Losses stemming from a major industrial property and multifamily complex encouraged Fitch Ratings to downgrade 10 classes of securities within the Bear Stearns Commercial Mortgage Securities Trust (2004-PWR4.A).

The ratings giant modeled losses at 4.03% of the outstanding pool. Overall, losses are expected on 3.63% of the original pool. To date, the pool’s balance has been paid down to $784.2 million from $954.9 million.

Fitch is particularly worried about two specially serviced loans and eight defeased loans.

The loan contributing the most to the losses is a 363,000-square-foot industrial property in Pontiac, Mich. The loan on the property was put into special servicing back in February after a lone tenant vacated the property, creating a threat of imminent default.

The special servicer is now pursuing a foreclosure, which will close in June unless the borrower manages to pay off the loan within the redemption period, according to Fitch.

The second-largest contributor to the expected losses is a loan secured by a multifamily complex with 367 units in Kissimmee, Fla.

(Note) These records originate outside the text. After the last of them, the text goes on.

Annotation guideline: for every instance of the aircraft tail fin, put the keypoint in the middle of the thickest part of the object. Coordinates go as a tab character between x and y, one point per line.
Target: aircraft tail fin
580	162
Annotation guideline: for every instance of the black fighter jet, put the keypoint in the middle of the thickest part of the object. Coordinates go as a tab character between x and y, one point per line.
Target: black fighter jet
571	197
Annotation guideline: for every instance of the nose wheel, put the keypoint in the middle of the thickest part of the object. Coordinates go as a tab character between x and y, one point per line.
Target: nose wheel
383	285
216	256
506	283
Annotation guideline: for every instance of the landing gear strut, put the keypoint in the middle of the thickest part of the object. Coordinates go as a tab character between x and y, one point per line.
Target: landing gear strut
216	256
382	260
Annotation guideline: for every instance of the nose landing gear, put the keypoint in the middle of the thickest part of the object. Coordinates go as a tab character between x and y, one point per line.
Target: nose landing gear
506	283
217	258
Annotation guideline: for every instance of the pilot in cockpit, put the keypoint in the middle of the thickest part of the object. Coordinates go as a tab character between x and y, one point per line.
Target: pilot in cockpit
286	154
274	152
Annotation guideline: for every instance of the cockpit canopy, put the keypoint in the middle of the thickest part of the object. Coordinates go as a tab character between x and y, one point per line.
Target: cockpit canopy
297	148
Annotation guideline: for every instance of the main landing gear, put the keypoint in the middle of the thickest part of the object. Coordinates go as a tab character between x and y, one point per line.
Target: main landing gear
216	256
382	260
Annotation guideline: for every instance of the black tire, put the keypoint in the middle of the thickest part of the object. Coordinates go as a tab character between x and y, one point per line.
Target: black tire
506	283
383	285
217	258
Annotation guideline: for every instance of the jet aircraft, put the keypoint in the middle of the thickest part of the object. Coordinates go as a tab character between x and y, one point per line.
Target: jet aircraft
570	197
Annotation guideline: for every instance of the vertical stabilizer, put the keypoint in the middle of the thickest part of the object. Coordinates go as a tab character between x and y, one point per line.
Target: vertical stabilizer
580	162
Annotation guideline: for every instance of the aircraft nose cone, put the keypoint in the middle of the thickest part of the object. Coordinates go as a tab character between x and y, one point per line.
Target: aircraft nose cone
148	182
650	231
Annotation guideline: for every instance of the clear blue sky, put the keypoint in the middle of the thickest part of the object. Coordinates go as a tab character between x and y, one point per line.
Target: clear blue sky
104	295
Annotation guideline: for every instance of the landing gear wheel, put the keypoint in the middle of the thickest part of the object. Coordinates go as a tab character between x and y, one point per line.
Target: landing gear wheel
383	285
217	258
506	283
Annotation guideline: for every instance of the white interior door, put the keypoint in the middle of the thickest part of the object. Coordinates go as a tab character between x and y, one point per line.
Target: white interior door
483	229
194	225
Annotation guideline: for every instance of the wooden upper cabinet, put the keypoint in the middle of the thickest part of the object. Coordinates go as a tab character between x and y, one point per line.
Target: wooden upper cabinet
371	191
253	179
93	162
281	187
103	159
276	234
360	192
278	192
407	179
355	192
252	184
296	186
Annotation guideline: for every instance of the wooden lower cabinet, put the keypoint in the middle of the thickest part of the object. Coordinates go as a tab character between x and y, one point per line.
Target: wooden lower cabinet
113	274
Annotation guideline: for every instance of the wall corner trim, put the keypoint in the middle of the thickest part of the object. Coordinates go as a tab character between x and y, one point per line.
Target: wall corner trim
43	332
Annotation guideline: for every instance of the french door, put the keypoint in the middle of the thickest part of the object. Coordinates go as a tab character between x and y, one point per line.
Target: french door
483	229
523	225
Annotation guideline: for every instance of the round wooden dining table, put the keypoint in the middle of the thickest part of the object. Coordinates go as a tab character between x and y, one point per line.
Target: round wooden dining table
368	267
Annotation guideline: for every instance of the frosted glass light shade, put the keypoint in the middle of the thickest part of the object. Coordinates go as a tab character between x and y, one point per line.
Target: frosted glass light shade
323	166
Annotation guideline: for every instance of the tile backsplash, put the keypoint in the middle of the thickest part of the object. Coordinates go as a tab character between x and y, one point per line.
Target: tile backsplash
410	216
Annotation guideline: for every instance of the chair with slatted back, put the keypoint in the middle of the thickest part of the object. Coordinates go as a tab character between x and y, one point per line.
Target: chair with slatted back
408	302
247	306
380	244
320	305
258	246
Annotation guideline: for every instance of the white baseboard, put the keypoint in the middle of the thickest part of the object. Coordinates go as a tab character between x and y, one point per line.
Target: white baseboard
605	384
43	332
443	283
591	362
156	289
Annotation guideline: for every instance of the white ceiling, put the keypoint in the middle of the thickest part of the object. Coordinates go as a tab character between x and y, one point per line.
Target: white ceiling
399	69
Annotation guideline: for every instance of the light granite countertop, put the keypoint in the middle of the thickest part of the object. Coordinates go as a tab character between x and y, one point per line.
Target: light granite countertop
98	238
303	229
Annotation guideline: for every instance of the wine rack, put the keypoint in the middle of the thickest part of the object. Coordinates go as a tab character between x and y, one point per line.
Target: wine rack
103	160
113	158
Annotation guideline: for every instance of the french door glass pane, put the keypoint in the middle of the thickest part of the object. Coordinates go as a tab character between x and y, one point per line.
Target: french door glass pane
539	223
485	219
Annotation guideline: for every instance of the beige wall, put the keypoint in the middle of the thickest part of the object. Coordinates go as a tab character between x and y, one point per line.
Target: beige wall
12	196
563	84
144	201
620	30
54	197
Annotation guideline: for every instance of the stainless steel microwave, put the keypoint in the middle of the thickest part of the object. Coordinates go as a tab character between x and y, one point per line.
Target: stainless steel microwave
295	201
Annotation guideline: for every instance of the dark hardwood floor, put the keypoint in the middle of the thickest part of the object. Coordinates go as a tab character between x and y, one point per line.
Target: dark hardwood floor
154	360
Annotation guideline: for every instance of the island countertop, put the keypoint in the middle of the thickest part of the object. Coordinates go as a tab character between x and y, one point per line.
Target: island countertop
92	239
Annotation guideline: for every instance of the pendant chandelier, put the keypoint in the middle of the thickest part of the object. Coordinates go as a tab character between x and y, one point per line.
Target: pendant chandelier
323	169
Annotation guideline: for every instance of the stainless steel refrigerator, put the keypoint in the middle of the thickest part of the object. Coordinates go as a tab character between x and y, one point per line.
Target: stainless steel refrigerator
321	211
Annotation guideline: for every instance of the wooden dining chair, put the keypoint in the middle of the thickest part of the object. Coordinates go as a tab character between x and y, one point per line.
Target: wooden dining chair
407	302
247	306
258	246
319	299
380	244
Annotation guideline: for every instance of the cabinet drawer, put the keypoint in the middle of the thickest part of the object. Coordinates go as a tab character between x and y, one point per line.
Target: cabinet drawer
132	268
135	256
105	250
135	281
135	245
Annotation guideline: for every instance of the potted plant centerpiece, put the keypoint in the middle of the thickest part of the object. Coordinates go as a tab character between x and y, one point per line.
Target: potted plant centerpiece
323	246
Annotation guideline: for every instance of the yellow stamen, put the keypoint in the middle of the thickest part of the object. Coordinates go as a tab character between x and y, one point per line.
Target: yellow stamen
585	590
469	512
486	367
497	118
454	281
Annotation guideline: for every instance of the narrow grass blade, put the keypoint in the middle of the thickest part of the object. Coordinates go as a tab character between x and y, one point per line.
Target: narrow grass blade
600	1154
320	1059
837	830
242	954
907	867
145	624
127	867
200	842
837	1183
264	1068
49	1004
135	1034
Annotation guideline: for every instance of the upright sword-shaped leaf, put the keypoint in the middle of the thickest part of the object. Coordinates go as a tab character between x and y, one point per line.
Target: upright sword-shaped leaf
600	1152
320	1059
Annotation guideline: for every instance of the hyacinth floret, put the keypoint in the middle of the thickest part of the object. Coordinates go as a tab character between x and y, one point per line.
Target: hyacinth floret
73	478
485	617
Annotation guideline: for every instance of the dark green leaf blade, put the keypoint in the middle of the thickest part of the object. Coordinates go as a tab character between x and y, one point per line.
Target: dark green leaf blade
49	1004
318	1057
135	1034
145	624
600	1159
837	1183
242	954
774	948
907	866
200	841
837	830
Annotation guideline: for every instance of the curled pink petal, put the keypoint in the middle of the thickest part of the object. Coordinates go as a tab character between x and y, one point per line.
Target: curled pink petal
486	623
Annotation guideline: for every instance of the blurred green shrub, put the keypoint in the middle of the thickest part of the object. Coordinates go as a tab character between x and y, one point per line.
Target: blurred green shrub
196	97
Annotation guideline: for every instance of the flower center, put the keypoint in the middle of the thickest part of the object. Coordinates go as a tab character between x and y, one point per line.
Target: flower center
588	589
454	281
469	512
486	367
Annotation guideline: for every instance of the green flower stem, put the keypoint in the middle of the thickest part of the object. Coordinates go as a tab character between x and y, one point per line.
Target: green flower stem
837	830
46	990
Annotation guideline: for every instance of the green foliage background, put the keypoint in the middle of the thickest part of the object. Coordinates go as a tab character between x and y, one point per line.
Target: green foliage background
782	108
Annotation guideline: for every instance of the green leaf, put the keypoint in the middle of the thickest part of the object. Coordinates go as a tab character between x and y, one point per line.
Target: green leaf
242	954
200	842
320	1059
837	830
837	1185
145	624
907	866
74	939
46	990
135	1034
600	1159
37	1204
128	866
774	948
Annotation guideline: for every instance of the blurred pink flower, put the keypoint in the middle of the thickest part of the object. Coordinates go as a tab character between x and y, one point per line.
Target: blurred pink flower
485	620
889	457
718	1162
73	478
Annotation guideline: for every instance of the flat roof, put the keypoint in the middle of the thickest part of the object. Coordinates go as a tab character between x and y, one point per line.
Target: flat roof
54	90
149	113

The property is facing financial troubles on higher operating expenses and falling rents.

Another loan of concern is backed by a 166,386-square-foot office building in Cambridge, Mass., which also is dealing with declining occupancy.

Below is a list of the downgrades by class:
–$9.5 million class E to ‘BBBsf’ from ‘A-sf’; Outlook Stable;
–$9.5 million class F to ‘BBsf’ from ‘BBB+sf’; Outlook Stable;
–$8.3 million class G to ‘Bsf’ from ‘BBB-sf’; Outlook to Negative from Stable;
–$10.7 million class H to ‘CCCsf’ from ‘BBsf’; RE 100%;
–$3.5 million class J to ‘CCCsf’ from ‘B-sf’; RE 100%;
–$4.7 million class K to ‘CCCsf’ from ‘B-sf’; RE 10%;
–$4.7 million class L to ‘CCsf’ from ‘CCCsf’; RE 0%;
–$2.3 million class M to ‘CCsf’ from ‘CCCsf’; RE 0%;
–$2.3 million class N to ‘Csf’ from ‘CCCsf’; RE 0%;
–$2.3 million class P to ‘Csf’ from ‘CCsf’; RE 0%.

Fitch has also affirmed the following classes and rating outlooks as indicated:

–$45.3 million class A-2 at ‘AAAsf’; Outlook Stable;
–$630.9 million class A-3 at ‘AAAsf’; Outlook Stable;
–$19 million class B at ‘AAsf’; Outlook Stable;
–$8.3 million class C at ‘AA-sf’; Outlook Stable;
–$14.3 million class D at ‘Asf’; Outlook Stable.

Fitch does not rate class Q. Class A-1 has paid in full. Fitch has previously withdrawn the rating on the interest-only class X.